A:No, we don’t. The essence of random numbers is that each one has the same chance of coming next (each two-digit random has the same 1in 100 chance of coming up next). It doesn’t matter which random number is assigned to which probability, so we can simply do them in order.

Q:Do you mean the random number 01 is assigned to whatever has the probability 1% of occurring?

A:With one slight change, yes. The random number 01 is assigned to whatever has the cumulative probability of 1%.

Q:Doesn’t that create a bias, because the lower probabilities go with the lowest random numbers?

A:It doesn’t because all random numbers have the same chance of occurring, so low or high, the chance is 1 in 100.

Q:So all we do is list the random numbers for each observation, starting at the top row?

A:That’s all you have to do. You are free to scramble the random numbers around any way you like, but you don’t gain anything by it and it makes your life harder. Start with 01 and work your way up, using the cumulative probability number as the upper limit of each range. Table 4 at the top of the next page has this done.

# of items purchased / Count / Probability / Cumulative
Probability / Random # Ranges
1 / 50 / .10 / .10 / 01 – 10
2 / 120 / .24 / .34 / 11 – 34
3 / 80 / .16 / .50 / 35 – 50
4 / 210 / .42 / .92 / 51 – 92
5 / 40 / .08 / 1.00 / 93 - 00
Total: / 500 / 1.00

Table 4: Random Number Ranges

Notice that the beginning number (for each range after the first) is just the previous cumulative probability plus 1 (or plus .01 and time 100, if you lie to pick nits). Also notice the closing number is 00.

Q:Why did you put 00 last instead of first?

A:As explained above, it doesn’t matter where it goes and if we put it first we have to subtract one to get each upper range limit. It is just easier my way.

Q:Are we finished yet?

A:Almost. We have our empirical distribution (either the Probability column or the Cumulative Probability column) and we are all ready to use it.

Q:How do we use it?

A:We are doing a very simple simulation – determining how many items each customer bought. Once we have a random number, we match it to the appropriate range and read across to find out how many items that simulated customer purchased.
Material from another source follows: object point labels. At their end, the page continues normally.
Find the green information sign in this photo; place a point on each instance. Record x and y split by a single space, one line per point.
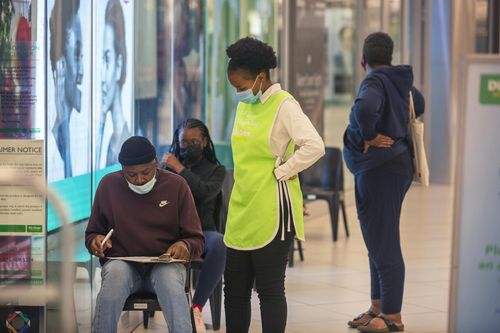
490 89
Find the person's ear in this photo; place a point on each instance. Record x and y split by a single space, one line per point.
363 62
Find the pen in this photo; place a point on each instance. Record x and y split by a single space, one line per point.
108 236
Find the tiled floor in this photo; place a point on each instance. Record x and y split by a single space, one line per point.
332 284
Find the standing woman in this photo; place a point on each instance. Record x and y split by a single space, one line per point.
192 156
265 209
377 152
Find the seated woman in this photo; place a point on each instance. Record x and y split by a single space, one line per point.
192 156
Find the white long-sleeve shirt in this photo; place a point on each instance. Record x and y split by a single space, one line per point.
292 123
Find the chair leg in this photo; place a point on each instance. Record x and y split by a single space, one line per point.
291 254
333 204
342 206
301 253
145 316
216 306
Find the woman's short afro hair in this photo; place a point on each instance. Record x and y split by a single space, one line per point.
252 55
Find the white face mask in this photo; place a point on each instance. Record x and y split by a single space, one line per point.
144 188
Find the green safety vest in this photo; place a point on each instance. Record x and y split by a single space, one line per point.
253 217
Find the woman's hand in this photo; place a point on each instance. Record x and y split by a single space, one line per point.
97 249
380 141
172 162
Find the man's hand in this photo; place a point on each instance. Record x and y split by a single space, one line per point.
380 141
179 250
172 162
95 246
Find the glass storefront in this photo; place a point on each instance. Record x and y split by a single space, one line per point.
116 68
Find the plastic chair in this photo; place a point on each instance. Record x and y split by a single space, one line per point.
325 181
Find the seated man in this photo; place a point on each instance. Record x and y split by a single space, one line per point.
152 212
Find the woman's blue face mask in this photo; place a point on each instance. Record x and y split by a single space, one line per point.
247 96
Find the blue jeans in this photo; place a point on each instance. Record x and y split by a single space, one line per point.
214 260
121 278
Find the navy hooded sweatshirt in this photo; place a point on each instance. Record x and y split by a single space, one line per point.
381 107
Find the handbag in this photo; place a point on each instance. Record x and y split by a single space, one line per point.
416 138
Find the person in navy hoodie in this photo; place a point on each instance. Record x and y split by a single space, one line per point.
377 152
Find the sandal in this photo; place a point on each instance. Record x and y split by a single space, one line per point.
391 327
358 321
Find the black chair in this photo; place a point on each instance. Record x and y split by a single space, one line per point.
325 181
148 302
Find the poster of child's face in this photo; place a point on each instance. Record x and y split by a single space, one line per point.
68 88
113 79
188 35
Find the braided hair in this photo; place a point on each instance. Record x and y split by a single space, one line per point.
251 55
208 151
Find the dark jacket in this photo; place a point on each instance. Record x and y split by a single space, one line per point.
145 224
381 107
205 181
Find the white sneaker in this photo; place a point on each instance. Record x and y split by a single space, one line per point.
198 321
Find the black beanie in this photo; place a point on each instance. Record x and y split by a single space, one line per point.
136 150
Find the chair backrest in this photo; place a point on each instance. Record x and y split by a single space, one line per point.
222 201
326 173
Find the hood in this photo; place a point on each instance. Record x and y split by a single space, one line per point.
400 77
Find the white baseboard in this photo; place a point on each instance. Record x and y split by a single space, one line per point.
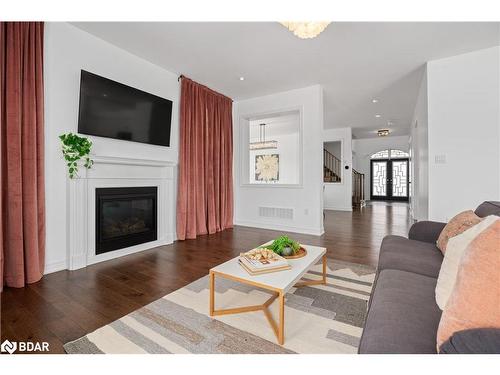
338 208
280 227
54 267
81 261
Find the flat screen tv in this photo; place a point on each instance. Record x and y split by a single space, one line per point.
114 110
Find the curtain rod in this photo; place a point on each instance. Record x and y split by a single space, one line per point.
206 87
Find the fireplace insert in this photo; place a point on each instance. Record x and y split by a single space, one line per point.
125 216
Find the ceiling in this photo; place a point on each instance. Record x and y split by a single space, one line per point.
354 62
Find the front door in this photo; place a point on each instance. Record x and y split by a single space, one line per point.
389 179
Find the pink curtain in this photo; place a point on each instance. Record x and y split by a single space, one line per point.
22 200
205 184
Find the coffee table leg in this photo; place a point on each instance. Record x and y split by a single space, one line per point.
281 330
324 269
212 293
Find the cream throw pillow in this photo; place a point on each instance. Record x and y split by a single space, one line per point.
454 251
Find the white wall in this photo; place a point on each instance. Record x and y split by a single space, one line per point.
67 51
365 147
338 196
463 110
305 198
419 153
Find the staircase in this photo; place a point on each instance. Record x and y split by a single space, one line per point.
331 167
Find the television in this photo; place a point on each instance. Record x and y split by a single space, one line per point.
114 110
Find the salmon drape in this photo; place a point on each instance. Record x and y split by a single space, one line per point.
205 183
22 200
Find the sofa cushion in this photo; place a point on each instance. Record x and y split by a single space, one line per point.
403 316
400 253
473 341
488 208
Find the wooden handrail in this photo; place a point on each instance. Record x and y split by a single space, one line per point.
332 167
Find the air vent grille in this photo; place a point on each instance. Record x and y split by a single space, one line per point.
276 212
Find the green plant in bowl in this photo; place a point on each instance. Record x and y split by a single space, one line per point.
284 246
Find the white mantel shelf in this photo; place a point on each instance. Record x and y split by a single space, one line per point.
109 171
129 161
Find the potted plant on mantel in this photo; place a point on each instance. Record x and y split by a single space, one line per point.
74 149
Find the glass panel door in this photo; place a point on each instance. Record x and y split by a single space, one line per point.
400 178
389 179
379 178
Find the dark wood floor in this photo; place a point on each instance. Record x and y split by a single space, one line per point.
66 305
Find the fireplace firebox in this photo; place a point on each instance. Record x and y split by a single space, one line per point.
125 216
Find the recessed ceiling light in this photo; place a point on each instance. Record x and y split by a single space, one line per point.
383 132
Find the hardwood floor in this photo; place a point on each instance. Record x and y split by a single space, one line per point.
66 305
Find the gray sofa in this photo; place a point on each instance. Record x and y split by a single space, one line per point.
403 316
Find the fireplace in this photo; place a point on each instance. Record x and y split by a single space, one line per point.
125 216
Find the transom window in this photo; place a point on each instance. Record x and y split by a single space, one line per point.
389 154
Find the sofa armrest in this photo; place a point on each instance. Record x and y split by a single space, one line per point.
426 231
473 341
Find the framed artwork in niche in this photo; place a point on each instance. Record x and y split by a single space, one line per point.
267 168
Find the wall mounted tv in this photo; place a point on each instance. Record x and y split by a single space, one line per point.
114 110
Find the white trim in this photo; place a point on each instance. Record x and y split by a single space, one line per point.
54 267
330 208
279 227
130 161
116 172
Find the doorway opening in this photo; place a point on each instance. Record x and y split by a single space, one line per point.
389 177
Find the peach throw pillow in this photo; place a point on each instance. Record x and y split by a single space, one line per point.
458 224
451 263
475 300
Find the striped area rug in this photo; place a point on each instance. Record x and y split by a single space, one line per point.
318 319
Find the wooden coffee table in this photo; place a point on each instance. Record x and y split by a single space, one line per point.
277 282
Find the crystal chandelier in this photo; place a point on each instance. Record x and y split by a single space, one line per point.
306 30
263 144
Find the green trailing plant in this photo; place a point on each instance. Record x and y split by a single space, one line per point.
281 245
74 149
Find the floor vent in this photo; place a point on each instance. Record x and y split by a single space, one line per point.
277 212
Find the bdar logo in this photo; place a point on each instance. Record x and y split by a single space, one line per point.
9 347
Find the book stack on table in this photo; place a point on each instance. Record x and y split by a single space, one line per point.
263 265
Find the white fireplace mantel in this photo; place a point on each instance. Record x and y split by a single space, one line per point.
116 172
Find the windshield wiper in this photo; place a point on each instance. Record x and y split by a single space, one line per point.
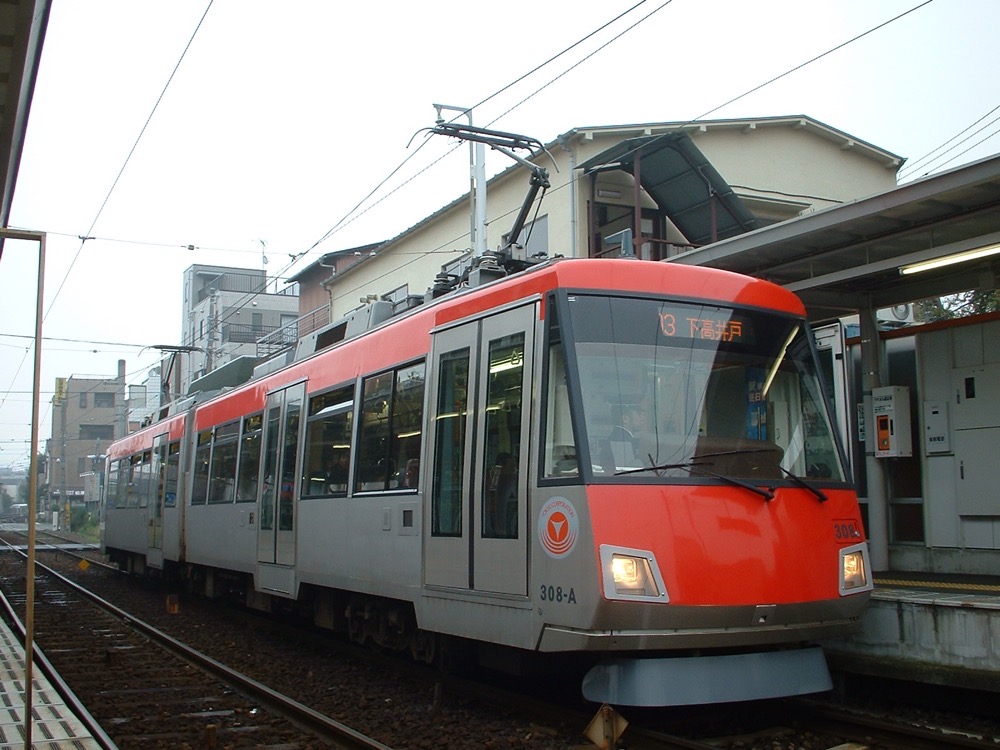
820 495
700 467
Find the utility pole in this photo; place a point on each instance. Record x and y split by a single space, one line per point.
121 414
Keep track of the results, and you can calculate any output that is reasonable.

Q:Where do we get two-digit random numbers from?

A:You can use a random number table and read the digits off two at a time, or you can use Excel and take just the first two digits of the numbers resulting from the =RAND() function, or you can roll dice, draw numbers from a hat, or ask me.

Q:Could you please give us some two digit random numbers?

A:Sure, here are five: 99, 07, 18, 59, 49.

Q:So our first customer bought 5 items (99 falls into the range 93 to 00), while our second customer bought 1 item (07 is in 01 to 10), the third customer bought 2 items (18 is in 11 to 34), our fourth customer bought 4 items (59 is in 51 to 92) and our fifth customer bought 3 items (49 is in 35 to 50)?

A:Yes. It surprised me that we didn’t have any duplications, particularly in the large range (51 to 92), but, that is random numbers for you. Have fun with them.